SCA 1 isn’t the only legislative attack on the right of direct democracy. Assembly Bill 421 would virtually destroy the right to referendum. Unlike the power of initiative, which is when citizens “initiate” the legislative process, the right to referendum is the power to subject a law enacted by the legislature to a “yea or nay” vote by voters. It is a power not used very often and normally deployed against laws that are extremely unpopular.
AB 421 would require that at least 5% of signature collection be done by volunteers which, for grassroots organizations like the Howard Jarvis Taxpayers Association, would not present an insurmountable burden, but it would restrict the rights of other interests targeted by punitive legislation.
AB 421 also resurrects a horrible idea of changing the nature of a vote on a referendum. Currently, a referendum asks voters to step into the shoes of the Legislature to consider the proposed law. Voters vote “yes” on the measure to approve the proposal, and “no” to reject it. AB 421 would effectively turn a yes vote into a no vote and a no vote into a yes vote. When former Sen. Bob Hertzberg proposed the same idea, it failed to get out of the Legislature. But even Hertzberg knew that such a proposal would require a constitutional amendment. Here, proponents believe that they can accomplish the same objective with a statute. They are wrong.
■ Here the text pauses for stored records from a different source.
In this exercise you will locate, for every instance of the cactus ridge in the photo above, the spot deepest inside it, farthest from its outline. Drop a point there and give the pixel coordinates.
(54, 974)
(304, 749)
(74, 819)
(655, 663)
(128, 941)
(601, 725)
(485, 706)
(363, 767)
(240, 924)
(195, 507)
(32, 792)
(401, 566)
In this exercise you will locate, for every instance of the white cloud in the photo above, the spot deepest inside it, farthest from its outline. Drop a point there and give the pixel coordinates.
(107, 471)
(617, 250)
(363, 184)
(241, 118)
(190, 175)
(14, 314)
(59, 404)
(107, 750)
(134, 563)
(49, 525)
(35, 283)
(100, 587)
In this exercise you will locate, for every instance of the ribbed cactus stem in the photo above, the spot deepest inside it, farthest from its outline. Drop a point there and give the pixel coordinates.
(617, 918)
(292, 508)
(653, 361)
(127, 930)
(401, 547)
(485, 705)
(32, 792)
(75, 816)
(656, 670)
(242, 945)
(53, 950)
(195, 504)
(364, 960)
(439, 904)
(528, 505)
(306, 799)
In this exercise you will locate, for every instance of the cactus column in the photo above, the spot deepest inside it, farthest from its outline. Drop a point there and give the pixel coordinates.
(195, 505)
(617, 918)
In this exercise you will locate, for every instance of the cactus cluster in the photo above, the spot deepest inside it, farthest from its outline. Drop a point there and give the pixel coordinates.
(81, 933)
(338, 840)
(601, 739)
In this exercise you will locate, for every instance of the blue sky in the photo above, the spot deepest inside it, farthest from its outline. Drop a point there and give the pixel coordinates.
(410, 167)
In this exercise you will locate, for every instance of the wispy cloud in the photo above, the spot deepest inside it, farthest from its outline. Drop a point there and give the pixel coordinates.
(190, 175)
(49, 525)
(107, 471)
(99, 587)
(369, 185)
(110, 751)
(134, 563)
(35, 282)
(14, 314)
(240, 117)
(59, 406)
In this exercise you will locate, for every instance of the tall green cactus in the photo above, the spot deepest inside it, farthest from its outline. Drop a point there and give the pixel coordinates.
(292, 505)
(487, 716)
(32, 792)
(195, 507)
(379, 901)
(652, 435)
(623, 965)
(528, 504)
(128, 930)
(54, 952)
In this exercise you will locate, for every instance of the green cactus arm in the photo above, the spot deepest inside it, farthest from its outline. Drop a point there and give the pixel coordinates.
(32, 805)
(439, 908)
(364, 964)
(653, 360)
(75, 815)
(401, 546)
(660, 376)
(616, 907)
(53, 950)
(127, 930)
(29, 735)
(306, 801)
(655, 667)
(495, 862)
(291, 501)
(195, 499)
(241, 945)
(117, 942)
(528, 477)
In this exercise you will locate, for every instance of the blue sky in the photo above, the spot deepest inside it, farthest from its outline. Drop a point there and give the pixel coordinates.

AB 421 imposes other rules and requirements that are so burdensome and complicated that they defy description. Combined, all the provisions of AB 421 mean that voters will never again see another referendum no matter how outrageous the legislative statute.
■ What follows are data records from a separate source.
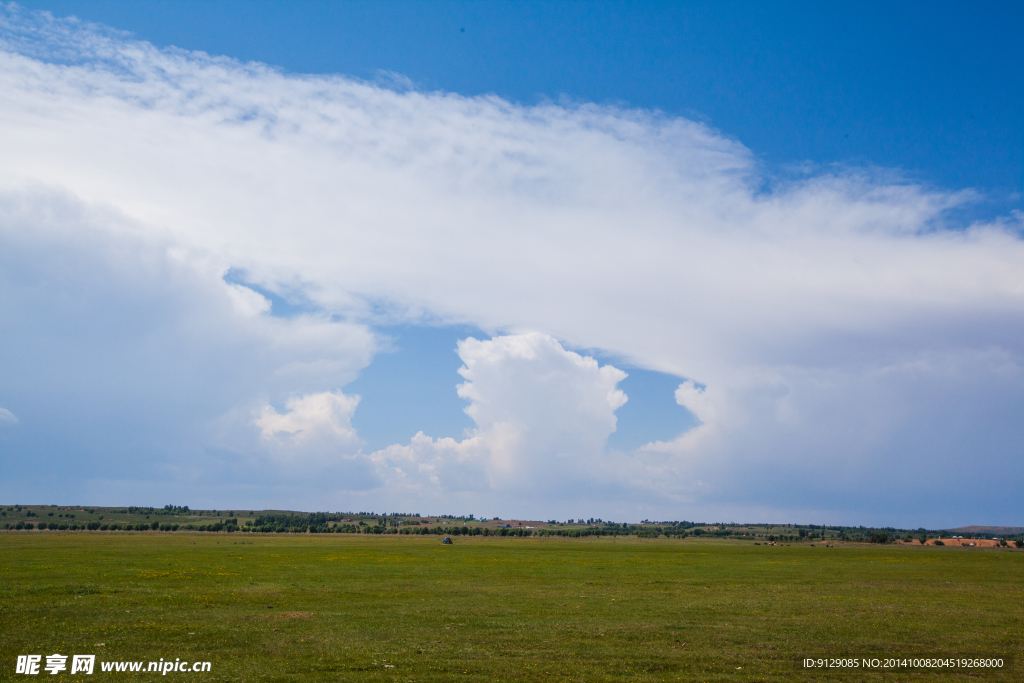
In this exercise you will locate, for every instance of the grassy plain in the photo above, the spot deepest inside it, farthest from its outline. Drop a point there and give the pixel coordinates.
(334, 607)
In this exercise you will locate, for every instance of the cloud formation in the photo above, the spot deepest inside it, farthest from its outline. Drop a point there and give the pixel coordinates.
(543, 415)
(835, 323)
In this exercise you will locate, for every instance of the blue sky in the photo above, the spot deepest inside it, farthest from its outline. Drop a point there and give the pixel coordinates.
(627, 260)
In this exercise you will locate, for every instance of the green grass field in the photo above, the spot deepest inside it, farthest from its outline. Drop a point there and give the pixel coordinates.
(335, 607)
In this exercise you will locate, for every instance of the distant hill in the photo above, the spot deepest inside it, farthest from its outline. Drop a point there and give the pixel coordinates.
(990, 530)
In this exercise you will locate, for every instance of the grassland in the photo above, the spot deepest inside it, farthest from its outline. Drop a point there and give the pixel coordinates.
(337, 607)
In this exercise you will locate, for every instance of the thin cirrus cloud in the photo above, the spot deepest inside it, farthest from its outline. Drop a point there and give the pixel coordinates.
(847, 349)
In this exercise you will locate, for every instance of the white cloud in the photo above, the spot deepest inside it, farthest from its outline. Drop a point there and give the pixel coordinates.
(543, 415)
(813, 313)
(324, 418)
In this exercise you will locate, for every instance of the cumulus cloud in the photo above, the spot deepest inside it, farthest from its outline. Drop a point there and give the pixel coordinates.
(813, 314)
(543, 416)
(324, 417)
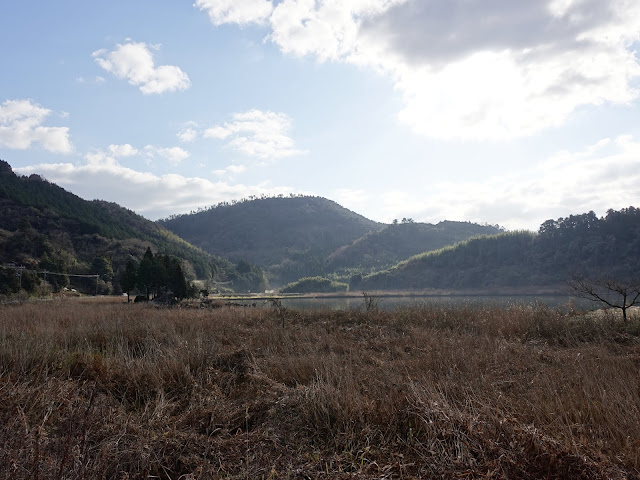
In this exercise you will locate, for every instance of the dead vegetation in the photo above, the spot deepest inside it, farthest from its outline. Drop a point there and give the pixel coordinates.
(119, 391)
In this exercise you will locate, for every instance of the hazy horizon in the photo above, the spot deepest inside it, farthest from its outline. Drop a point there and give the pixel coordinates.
(496, 112)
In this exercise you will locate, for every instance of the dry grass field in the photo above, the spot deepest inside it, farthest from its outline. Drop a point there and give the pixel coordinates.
(103, 390)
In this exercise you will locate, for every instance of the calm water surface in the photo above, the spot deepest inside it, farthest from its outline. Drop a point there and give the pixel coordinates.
(388, 303)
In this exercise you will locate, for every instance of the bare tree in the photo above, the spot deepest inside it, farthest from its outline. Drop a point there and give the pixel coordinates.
(620, 294)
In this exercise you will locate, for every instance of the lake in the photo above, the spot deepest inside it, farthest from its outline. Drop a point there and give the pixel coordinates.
(387, 303)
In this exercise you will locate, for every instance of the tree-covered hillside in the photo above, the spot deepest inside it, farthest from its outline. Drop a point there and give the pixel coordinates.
(44, 226)
(400, 241)
(291, 236)
(579, 244)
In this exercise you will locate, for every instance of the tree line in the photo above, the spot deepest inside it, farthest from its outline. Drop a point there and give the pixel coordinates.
(157, 276)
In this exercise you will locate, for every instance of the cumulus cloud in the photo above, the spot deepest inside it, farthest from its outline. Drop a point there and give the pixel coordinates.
(21, 126)
(174, 155)
(235, 11)
(475, 69)
(256, 133)
(230, 171)
(602, 176)
(125, 150)
(154, 196)
(187, 134)
(134, 62)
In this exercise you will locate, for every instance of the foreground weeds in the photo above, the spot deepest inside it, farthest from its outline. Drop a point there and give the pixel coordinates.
(120, 391)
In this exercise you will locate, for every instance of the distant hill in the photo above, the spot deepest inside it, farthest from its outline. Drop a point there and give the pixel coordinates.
(290, 236)
(579, 244)
(43, 224)
(402, 240)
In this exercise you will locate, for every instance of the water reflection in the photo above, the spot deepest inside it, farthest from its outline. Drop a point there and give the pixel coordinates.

Since 1911, Californians have possessed powerful tools to control indolent or corrupt politicians. The rights of direct democracy — initiative, referendum, and recall — are enshrined in the California Constitution for reasons that are just as compelling now as they were more than a century ago.
But politicians hate direct democracy and view it as a threat to their political power. These politicians have either forgotten or consciously chosen to ignore the very first sentence of that part of the California Constitution dealing with voting rights: “All political power is inherent in the people. Government is instituted for their protection, security, and benefit, and they have the right to alter or reform it when the public good may require.”
Jon Coupal is president of the Howard Jarvis Taxpayers Association.